Tuesday, 25 October 2022

TURIN: LUCI PER LA CITTÀ / LIGHTS FOR THE CITY

 

A lamp post at Mallaig, Scotland

 
LUCI PER LA CITTÀ / LIGHTS FOR THE CITY, hailed as a great Festival of Lights, opens today in Turin, Italy, thanks to the vision of Lidia Chiarelli, poet, creative and Charter Member (with Aeronwy Thomas, Gianpiero Actis, Silvana Gatti, Sandrina Piras) of the international poetic and artistic movement, Immagine e Poesia. The organisers from Immagine e Poesia are joined by Arte Città Amica in this enterprise.
 

LUCI PER LA CITTÀ / LIGHTS FOR THE CITY 
 
 comprises 
'two projects at the same time': 

-An Art Exhibition at the Villa Amoretti in Turin, 
which opens on 25 October2022.
 
-An International Website with Poetry, Aphorisms, 
Short Stories, Art, Music and Photography.
 

These two projects, the Luci per la Città Exhibition and the International Website, have been created as a tribute to Guido Chiarelli (1902-1982), on the 120th anniversary of his birth. Chiarelli is hailed as the man who transformed Torino into a "Ville Lumière" by illuminating the city streets with his futuristic designs in the 1950s and 1960s.  

 

* * *

 

I wish to thank Lidia very much for inviting me to supply a written contribution for the international Luci per la Città website. You can read my poem,  'Stars in Suburbia', here

I was born in London and spent the first couple of years of my life in the capital, before moving out with my family to Kent's 'commuter-land'. Our road began at the foot of a slope near the railway station. The public library was situated near the top, where our road joined the High Street at right angles. We lived at the halfway point, neither up nor down. 

My bedroom window looked out onto the road where a lamp post (like the one in my picture here) sent its beams into the night sky. Looking back, it seems hard to believe that we still had a gas lamp, requiring the occasional services of a lamplighter; but I have looked into this, and am assured by those who know these things that my memory is indeed correct. 

Unlike Leerie in the Robert Louis Stevenson poem, which I came to love, our lamplighter would not have had to make daily visits as the lamps had become partially mechanised by my the time of my 1960s childhood. But they would have required winding at regular intervals. The image of the lamp post also reminds me of the one in The Chronicles of Narnia by C.S. Lewis where Lucy Pevensie first caught sight of Mr Tumnus the faun

I have not had the opportunity of visiting Torino, but David and I lived in Rome from 1985 to 1986. How well I remember the beautiful lights around Spagna and Piazza Navona in the run-up to Christmas. I can still smell the scent of hot chestnuts and pizza rustica. I even remember the sparkle of snow! 

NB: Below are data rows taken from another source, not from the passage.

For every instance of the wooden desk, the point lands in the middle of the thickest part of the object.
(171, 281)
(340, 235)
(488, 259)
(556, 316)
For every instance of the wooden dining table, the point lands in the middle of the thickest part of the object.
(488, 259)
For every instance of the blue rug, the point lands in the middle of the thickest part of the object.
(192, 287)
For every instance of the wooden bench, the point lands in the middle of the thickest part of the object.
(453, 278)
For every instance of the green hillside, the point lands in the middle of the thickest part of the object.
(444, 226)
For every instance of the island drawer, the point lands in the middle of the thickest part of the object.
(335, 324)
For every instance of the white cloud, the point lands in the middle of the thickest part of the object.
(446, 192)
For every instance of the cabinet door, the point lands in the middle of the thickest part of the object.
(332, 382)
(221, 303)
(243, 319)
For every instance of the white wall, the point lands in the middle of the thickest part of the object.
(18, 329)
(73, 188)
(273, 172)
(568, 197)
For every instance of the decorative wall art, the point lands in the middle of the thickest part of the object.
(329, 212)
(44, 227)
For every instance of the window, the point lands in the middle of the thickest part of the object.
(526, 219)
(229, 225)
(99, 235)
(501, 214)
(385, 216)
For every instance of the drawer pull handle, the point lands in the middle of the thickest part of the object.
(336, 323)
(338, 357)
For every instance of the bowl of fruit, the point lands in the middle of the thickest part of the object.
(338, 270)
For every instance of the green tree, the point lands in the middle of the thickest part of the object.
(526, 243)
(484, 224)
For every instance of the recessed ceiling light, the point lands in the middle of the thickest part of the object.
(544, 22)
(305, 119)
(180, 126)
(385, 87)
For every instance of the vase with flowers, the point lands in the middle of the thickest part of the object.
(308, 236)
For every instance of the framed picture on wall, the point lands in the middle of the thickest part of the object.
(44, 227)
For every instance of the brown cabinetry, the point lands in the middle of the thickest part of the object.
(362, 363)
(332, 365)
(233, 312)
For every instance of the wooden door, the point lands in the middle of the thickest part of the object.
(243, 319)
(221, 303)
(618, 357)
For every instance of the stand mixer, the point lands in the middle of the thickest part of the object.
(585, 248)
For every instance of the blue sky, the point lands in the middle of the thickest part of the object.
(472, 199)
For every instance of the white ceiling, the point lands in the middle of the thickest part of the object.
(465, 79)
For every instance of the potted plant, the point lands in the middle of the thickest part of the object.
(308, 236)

P.S. I couldn't resist including images of two of my favourite UK lamp posts, the top one in Mallaig on the Scottish mainland, where one can catch a ferry to Skye, and the one below from Lyme Regis, designed in the shape of an ammonite

 

Ammonite-style lamp post, Lyme Regis, UK


 

2 comments:

Crafty Green Poet said...

I enjoyed reading your poem Caroline!

I visited Turin for a conference several years ago now, it's a great city to visit.

The ammonite shaped lamp-posts are amazing!

Caroline Gill said...

Thank you, CGP, for your kind message. Sadly we never got to Turin during our year in Italy.